Mind the Gap: Detecting Black-box Adversarial Attacks in the Making through Query Update Analysis
Jeonghwan Park, Niall McLaughlin, Ihsen Alouani
TL;DR
This work tackles the practical challenge of detecting query-based black-box adversarial attacks by shifting focus from input-space patterns to input-update dynamics. It introduces Delta Similarity (DS), a metric based on the cosine similarity between consecutive input updates during 0th-order gradient estimation, and grounds its discriminative power in concentration-of-measure phenomena.
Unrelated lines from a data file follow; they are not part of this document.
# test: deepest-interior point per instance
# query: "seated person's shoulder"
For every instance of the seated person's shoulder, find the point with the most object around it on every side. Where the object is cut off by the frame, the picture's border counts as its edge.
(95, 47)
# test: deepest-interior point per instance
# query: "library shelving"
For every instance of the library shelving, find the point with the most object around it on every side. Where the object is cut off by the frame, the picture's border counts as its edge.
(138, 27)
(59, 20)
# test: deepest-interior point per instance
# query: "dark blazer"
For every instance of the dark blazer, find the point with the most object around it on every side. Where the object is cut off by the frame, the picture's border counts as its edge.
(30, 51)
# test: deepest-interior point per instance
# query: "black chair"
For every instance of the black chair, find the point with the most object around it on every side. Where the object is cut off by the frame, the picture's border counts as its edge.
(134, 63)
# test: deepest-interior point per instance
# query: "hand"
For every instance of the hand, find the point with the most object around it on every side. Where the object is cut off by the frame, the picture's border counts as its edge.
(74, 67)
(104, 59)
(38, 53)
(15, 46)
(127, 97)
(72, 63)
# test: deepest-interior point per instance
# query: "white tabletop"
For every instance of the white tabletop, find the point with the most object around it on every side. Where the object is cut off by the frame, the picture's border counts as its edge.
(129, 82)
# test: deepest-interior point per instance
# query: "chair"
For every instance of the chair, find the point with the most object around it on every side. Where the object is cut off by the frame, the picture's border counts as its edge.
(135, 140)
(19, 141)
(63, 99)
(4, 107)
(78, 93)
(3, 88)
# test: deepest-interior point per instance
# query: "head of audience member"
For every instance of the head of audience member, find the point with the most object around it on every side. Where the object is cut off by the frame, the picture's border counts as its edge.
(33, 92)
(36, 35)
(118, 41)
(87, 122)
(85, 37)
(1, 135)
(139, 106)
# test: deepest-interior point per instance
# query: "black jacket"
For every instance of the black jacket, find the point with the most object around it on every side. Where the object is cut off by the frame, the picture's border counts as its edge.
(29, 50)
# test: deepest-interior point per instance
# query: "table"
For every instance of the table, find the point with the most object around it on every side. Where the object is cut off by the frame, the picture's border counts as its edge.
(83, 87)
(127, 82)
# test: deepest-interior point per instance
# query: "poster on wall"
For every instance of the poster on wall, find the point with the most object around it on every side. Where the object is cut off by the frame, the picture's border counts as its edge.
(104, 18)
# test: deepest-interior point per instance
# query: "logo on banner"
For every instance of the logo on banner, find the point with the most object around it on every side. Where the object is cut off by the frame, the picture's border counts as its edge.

Building on DS, the authors propose GWAD, a lightweight defense that uses Histogram of DS (HoDS) features and a small neural classifier to detect and classify ongoing attacks, with demonstrated generalization across datasets and robustness to adaptive attacks like OARS. The approach is further enhanced by GWAD$^+$, which incorporates a benign-prescreening Screener to mitigate irregular-batch attacks, achieving near-perfect detection rates in challenging scenarios. Overall, DS-based update-pattern analysis offers a model- and dataset-agnostic defense that outperforms existing stateful defenses and remains resilient under sophisticated adaptive threats, with practical implications for secure MLaaS deployments.
Abstract
Adversarial attacks remain a significant threat that can jeopardize the integrity of Machine Learning (ML) models. In particular, query-based black-box attacks can generate malicious noise without having access to the victim model's architecture, making them practical in real-world contexts. The community has proposed several defenses against adversarial attacks, only to be broken by more advanced and adaptive attack strategies. In this paper, we propose a framework that detects if an adversarial noise instance is being generated. Unlike existing stateful defenses that detect adversarial noise generation by monitoring the input space, our approach learns adversarial patterns in the input update similarity space. In fact, we propose to observe a new metric called Delta Similarity (DS), which we show it captures more efficiently the adversarial behavior. We evaluate our approach against 8 state-of-the-art attacks, including adaptive attacks, where the adversary is aware of the defense and tries to evade detection. We find that our approach is significantly more robust than existing defenses both in terms of specificity and sensitivity.